A woman on trial for encouraging her boyfriend to kill himself was delusional after becoming "involuntarily intoxicated" by antidepressants, a psychiatrist said in court on Monday.

Dr. Peter Breggin testified that Michelle Carter "was unable to form intent" after switching to a new prescription drug weeks before her boyfriend committed suicide, according to CNN.

Carter, 20, is on trial for involuntary manslaughter for the death of her 18-year-old boyfriend.

Carter, then 17, is accused of urging her boyfriend Conrad Roy III to kill himself over text messages. Roy was sitting in his pickup in July 2014, filling his truck with carbon monoxide, trying to kill himself. Having second thoughts, he left the truck, and Carter told him to ‘‘get back in.’’ Prosecutors have accused Carter of wanting the sympathy and attention that came with being the ‘‘grieving girlfriend.’’  

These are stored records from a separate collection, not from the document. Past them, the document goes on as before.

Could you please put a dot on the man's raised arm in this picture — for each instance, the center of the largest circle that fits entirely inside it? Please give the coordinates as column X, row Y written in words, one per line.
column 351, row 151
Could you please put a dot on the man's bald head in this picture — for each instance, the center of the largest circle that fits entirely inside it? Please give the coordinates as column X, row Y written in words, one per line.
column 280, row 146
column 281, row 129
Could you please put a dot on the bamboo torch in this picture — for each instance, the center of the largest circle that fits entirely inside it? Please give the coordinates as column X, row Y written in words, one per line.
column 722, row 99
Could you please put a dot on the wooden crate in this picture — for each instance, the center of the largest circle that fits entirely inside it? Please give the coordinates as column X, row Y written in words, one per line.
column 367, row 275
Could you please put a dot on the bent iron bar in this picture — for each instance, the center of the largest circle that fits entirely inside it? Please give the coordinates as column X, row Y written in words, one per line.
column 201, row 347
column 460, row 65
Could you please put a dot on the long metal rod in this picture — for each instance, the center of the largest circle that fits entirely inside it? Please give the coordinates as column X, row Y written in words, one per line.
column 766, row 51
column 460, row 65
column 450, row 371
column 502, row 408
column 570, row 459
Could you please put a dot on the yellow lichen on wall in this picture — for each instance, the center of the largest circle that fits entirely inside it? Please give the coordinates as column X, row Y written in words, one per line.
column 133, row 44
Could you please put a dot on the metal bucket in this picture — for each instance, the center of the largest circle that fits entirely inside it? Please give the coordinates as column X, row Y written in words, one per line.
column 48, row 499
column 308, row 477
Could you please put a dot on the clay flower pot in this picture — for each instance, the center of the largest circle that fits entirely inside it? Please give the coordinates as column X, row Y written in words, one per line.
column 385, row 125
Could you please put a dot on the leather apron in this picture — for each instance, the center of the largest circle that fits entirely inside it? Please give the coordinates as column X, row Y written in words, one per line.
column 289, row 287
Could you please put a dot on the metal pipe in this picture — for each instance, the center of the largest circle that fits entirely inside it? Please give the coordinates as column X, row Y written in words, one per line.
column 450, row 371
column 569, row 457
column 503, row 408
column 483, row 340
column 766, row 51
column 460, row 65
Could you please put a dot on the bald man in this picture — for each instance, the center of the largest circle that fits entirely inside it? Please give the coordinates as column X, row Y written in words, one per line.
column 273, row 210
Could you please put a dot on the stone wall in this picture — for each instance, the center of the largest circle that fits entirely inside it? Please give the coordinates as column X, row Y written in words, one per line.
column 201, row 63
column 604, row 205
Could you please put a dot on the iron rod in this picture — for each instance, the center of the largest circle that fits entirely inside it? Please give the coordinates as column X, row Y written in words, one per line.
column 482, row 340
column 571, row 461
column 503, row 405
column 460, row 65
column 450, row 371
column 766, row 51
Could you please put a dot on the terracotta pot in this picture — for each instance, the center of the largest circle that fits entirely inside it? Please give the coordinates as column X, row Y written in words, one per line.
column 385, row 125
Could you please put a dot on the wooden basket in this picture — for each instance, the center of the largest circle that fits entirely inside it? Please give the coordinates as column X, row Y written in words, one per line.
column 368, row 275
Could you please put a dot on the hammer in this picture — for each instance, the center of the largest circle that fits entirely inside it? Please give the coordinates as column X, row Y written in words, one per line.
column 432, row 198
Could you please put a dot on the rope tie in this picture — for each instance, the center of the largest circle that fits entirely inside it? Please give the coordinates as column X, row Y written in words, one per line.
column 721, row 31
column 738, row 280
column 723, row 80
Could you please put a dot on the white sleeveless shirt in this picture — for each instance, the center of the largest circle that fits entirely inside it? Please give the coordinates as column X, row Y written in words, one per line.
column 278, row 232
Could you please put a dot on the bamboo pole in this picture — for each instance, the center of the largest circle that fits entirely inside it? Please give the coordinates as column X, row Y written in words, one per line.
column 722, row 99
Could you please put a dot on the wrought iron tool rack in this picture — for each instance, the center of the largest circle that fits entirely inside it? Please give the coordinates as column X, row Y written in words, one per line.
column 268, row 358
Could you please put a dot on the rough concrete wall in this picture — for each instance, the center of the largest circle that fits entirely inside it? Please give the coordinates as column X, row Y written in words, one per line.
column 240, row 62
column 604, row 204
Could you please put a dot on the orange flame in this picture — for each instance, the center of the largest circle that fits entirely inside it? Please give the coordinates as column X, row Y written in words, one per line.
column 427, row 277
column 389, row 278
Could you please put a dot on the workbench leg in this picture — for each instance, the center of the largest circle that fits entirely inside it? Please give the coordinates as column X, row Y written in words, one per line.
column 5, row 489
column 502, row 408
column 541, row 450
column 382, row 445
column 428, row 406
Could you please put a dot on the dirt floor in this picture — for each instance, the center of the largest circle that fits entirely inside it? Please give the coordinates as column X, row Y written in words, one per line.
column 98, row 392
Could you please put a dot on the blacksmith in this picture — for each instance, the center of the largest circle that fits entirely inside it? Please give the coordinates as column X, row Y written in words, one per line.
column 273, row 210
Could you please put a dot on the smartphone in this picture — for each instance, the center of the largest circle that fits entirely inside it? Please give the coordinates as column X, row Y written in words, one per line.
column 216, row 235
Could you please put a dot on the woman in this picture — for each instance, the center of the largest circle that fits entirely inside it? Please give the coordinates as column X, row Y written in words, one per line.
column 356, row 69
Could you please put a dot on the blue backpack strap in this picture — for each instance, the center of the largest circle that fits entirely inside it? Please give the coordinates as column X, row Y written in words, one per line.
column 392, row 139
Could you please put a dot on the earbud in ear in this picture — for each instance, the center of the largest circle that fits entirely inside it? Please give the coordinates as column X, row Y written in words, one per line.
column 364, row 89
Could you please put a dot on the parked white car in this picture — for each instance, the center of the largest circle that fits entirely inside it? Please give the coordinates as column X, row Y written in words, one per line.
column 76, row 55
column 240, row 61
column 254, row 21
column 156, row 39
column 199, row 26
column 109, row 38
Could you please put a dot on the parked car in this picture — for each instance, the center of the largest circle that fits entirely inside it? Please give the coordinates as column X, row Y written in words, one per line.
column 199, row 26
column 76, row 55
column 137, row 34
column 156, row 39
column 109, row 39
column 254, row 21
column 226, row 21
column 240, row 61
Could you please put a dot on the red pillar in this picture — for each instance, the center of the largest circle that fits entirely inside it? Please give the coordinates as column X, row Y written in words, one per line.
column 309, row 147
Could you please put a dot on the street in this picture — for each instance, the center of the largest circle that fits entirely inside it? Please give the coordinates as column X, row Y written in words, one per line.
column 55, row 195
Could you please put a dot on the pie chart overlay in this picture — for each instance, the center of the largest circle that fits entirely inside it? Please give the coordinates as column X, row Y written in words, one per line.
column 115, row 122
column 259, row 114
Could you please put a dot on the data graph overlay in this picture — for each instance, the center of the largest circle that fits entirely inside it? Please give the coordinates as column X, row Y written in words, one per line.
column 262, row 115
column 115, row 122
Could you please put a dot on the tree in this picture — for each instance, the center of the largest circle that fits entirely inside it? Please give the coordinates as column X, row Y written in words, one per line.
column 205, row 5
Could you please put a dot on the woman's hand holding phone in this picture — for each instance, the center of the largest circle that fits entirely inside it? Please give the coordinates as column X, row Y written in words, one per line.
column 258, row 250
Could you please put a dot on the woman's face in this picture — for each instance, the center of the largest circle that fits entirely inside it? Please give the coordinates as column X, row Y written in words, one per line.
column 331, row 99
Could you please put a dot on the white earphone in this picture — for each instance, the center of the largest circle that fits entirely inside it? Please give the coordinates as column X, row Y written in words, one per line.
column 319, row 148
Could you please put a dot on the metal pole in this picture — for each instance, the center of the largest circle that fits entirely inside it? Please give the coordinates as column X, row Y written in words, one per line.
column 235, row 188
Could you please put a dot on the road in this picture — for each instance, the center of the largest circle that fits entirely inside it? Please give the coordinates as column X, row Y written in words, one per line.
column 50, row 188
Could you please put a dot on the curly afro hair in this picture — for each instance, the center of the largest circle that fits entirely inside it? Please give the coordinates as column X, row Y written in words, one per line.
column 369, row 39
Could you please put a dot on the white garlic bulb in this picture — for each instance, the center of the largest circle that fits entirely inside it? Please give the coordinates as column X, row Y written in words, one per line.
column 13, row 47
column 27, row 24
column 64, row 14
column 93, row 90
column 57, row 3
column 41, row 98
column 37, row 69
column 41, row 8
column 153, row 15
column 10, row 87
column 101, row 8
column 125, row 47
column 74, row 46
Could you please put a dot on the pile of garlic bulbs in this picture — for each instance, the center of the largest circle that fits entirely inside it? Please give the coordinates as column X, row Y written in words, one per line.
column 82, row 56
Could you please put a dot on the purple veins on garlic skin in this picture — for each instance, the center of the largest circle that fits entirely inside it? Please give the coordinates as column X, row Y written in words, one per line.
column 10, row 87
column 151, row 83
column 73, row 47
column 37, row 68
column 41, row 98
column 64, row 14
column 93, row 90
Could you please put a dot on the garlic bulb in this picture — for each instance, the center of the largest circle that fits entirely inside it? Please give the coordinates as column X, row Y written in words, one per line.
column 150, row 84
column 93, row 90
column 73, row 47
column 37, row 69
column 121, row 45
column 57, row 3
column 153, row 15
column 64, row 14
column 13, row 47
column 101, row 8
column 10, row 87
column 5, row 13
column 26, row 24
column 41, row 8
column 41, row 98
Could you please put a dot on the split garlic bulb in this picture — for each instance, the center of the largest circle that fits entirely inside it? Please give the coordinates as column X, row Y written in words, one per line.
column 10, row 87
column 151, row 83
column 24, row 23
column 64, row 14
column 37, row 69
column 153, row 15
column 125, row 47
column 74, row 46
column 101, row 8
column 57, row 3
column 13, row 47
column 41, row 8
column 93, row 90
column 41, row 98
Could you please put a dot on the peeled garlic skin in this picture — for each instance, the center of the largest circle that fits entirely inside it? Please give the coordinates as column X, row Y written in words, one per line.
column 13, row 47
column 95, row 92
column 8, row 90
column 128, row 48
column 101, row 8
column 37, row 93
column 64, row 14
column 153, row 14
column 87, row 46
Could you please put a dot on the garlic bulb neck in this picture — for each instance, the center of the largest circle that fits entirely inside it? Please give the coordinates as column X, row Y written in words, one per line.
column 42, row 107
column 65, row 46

Breggin, who testified for the defense, said that Carter had no nefarious intent and genuinely thought she was helping Roy. She had been on Prozac for years before switching to Celexa three months before Roy's death. Breggin testified that such drugs can impair judgment, wisdom, understanding, love and empathy especially in the adolescent brain.

"She was enmeshed in a delusion," Breggin testified. "She was unable to form intent because she was so grandiose."

Boston Globe reported that Breggin stated in court that Carter was vulnerable and troubled.  He said that she was struggling with suicidal thoughts of her own after being prescribed Prozac.